A Simple Reduction Scheme for Constrained Contextual Bandits with Adversarial Contexts via Regression
Dhruv Sarkar, Abhishek Sinha
TL;DR
The paper addresses constrained contextual bandits with adversarial contexts, introducing a simple, modular reduction that uses an online regression oracle to form surrogate rewards and an Inverse Gap Weighting policy within the SquareCB framework. A central regret decomposition inequality is developed via a Lyapunov drift analysis on the cumulative constraint, enabling a unified treatment of exploration, estimation error, and constraints. Under realizability and sublinear regression error $U_T$, the approach yields Regret and CCV bounds of $ ilde{O}(dK T U_T^{1/4})$-type forms across several feasibility benchmarks (feasible in expectation, Slater, almost surely feasible, and long-term budget), and extends naturally to knapsack and linear-constraint variants.
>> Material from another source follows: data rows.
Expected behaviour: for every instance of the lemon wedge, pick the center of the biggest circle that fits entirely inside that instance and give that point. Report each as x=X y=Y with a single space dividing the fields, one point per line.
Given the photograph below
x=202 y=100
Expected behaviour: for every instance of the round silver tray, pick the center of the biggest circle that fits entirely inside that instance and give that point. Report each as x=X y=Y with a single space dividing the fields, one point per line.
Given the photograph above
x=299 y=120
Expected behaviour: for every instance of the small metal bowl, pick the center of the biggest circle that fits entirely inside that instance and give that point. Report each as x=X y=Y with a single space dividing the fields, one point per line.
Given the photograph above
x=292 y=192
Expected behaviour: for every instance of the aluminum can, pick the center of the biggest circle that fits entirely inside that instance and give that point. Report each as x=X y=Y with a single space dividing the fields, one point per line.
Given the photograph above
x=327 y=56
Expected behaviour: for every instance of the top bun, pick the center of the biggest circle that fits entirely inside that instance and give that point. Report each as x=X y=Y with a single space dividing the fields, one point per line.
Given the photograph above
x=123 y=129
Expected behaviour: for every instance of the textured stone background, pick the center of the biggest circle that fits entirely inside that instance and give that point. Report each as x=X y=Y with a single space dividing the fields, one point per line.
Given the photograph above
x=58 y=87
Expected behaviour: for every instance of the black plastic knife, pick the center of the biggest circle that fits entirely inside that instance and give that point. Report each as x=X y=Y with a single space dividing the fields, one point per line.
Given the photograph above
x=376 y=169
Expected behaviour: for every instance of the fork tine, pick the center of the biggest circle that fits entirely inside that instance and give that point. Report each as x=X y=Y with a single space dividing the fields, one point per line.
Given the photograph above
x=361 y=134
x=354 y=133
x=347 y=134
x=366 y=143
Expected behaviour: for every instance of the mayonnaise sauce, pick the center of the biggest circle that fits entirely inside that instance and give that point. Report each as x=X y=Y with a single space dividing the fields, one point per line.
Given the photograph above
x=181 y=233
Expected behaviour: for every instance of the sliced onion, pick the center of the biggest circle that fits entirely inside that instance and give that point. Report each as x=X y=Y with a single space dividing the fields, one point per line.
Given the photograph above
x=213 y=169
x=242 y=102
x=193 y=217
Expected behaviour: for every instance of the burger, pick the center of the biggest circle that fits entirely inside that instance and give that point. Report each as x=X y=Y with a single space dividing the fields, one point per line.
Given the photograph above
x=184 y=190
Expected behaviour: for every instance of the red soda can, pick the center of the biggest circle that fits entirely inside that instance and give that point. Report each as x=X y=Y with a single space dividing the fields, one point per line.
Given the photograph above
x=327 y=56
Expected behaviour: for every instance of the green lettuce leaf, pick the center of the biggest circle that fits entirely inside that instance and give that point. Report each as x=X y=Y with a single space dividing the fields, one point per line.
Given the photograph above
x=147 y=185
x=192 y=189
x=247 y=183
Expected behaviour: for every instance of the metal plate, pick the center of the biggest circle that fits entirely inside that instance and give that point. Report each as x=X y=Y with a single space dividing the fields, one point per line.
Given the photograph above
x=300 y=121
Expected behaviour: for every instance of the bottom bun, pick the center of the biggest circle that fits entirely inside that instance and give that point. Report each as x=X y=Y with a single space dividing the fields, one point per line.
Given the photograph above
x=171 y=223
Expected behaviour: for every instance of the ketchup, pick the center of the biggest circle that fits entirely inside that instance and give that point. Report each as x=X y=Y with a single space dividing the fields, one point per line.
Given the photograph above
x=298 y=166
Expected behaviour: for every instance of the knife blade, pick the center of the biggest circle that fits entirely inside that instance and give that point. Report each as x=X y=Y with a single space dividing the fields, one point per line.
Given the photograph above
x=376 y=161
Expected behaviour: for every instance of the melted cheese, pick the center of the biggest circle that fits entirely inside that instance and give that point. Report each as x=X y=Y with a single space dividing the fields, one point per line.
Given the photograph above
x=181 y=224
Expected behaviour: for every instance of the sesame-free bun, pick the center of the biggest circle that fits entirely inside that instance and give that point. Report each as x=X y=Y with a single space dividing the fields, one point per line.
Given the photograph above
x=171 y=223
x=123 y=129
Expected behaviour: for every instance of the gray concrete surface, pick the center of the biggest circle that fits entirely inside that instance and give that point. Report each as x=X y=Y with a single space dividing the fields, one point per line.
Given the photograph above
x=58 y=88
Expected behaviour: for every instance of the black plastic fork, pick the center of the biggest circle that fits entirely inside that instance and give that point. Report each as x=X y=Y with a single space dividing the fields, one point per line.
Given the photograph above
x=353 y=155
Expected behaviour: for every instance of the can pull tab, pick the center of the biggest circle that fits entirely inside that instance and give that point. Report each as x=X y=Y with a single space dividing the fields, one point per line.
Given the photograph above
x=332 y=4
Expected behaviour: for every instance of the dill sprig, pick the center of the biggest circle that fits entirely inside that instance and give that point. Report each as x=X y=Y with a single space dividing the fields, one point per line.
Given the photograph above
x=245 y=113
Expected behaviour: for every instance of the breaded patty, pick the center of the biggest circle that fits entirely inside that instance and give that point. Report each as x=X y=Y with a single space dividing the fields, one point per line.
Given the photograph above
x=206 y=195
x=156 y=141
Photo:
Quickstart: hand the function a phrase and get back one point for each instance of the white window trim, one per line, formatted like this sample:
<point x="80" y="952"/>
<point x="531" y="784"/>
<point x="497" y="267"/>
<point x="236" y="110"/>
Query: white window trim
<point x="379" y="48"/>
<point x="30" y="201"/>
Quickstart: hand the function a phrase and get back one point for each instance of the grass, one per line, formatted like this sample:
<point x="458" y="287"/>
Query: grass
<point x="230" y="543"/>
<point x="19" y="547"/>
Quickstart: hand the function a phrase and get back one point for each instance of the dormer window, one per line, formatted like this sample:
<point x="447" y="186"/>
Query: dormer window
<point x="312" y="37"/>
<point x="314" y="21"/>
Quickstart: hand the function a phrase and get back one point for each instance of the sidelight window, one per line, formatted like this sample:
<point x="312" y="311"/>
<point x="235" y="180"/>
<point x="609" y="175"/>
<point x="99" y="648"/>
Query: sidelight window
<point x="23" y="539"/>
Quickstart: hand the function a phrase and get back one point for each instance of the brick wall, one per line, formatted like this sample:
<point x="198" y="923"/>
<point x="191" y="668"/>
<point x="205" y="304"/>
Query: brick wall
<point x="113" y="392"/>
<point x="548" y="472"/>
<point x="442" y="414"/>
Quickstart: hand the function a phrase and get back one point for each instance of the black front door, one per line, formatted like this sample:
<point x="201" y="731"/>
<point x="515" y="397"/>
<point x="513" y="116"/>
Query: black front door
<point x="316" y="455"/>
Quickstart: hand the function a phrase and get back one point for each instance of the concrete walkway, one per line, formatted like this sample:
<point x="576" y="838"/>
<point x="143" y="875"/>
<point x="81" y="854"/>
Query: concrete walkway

The framework is distribution-free with adversarial contexts and continues operation after budget exhaustion, offering robust, practical guarantees for budgeted decision-making in non-stationary environments, while leveraging off-the-shelf regression oracles.
Abstract
We study constrained contextual bandits (CCB) with adversarially chosen contexts, where each action yields a random reward and incurs a random cost. We adopt the standard realizability assumption: conditioned on the observed context, rewards and costs are drawn independently from fixed distributions whose expectations belong to known function classes. We consider the continuing setting, in which the algorithm operates over the entire horizon even after the budget is exhausted. In this setting, the objective is to simultaneously control regret and cumulative constraint violation. Building on the seminal SquareCB framework of Foster et al. (2018), we propose a simple and modular algorithmic scheme that leverages online regression oracles to reduce the constrained problem to a standard unconstrained contextual bandit problem with adaptively defined surrogate reward functions. In contrast to most prior work on CCB, which focuses on stochastic contexts, our reduction yields improved guarantees for the more general adversarial context setting, together with a compact and transparent analysis.